Replace /Users/your-username/Desktop with your actual directory path to central-mcp. Using the .venv/bin/python interpreter ensures VS Code starts the server with the same environment where 'pycentral' and mcp were installed. After saving, reload VS Code and Copilot should detect the server and make the tools available.


Available Tools

Devices

ToolDescription
list_all_devicesList all monitored devices (model, serial, status, site, etc.)
get_full_device_inventoryFull inventory including unprovisioned devices
delete_device(serial_number)Delete an offline device from Central

Sites

ToolDescription
list_all_sitesList all sites with health details and alert counts
get_site_info(site_id)Detailed health info for one site by its numeric ID
get_sites_device_healthPer-site breakdown of poor/fair/good device health

Step 6 — Copilot Chat Integration with the MCP Server

With the mcp.json configuration in place, open a new chat window with Github Copilot and switch to Agent mode. To double check that your agent has access to the MCP server follow these steps:

📘

Note

The examples in this guide were generated using Claude Sonnet. Other models compatible with GitHub Copilot or MCP can also be used, but their responses and output formatting may differ from what is shown here.

Create a Chat Query

Create a query about your Central network pertaining to sites or devices. If needed, allow your Copilot to access the central-mcp that was created.

In central can you give me a sites and devices summary?

Submit the query to copilot chat and review the results.
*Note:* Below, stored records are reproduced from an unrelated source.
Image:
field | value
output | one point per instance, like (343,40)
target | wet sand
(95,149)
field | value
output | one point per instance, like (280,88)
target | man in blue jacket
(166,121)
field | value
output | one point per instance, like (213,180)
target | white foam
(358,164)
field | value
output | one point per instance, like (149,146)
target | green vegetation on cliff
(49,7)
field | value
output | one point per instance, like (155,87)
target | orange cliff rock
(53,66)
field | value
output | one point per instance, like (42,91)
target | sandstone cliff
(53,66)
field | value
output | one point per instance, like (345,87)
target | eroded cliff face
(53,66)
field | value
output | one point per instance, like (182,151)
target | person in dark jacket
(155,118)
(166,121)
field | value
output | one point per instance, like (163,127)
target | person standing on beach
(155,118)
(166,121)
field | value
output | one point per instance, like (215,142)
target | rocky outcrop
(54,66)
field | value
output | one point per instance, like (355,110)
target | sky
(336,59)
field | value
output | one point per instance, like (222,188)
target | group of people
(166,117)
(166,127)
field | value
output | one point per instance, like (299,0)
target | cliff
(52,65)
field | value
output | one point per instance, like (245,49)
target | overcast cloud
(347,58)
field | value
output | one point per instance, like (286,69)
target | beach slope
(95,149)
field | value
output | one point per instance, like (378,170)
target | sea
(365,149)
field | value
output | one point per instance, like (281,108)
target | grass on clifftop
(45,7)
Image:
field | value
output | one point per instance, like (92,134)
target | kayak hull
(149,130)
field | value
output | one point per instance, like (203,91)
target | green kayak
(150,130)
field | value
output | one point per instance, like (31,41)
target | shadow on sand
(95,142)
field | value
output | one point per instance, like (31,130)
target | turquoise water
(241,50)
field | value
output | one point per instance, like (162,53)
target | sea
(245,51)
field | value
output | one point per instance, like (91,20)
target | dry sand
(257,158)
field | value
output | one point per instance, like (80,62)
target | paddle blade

You should see that Copilot now has the ability to authenticate with your Central credentials and gather live data from the API endpoints in the tools functions that were created. Through the use of natural language queries, you can do live network monitoring!

How to Add More Tools

The MCP server that you have now created is just the start. There are many available endpoints in the PyCentral SDK that you can plug into the MCP server as more tools. The pattern is the same for every tool. Open tools/devices.py or tools/sites.py and add a new function with the @mcp.tool() decorator:

@mcp.tool()
def my_new_tool(some_param: str) -> dict:
    """Describe what this tool does — the AI reads this description."""
    return SomePyCentralClass.some_method(conn, some_param)

PyCentral v2 covers many more modules you can wrap the same way:

ModuleImportWhat it covers
new_monitoring.apsMonitoringAPsAccess points, WLANs
new_monitoring.clientsClientsWireless/wired clients
new_monitoring.gatewaysMonitoringGatewaysGateways, tunnels
glpGLP classesGreenLake Platform APIs
profilesProfile classesDevice configuration profiles
troubleshootingTroubleshooting classesPing, iPerf tests

Full SDK reference: https://pycentral.readthedocs.io/en/v2/


Troubleshooting

ModuleNotFoundError: pycentral
Run pip3 install --pre pycentral and make sure you're using the same Python that VS Code is using.

FileNotFoundError: token.yaml
Make sure token.yaml exists in the central-mcp/ folder and is filled in with real credentials.

401 Unauthorized from API calls
Your client_id or client_secret is incorrect, or the API client does not have the required permissions. Check your credentials in the GreenLake Platform.

Tools not showing up in Copilot
If you are launching the server manually, make sure it is running with python server.py. If you are using .vscode/mcp.json, make sure the command points to your .venv/bin/python interpreter and the args path points to server.py, then reload VS Code.

central-mcp not visible in tools
Ensure VS Code and Github Copilot Chat are up to date. You may have to close all windows of VS Code to intiae the update process.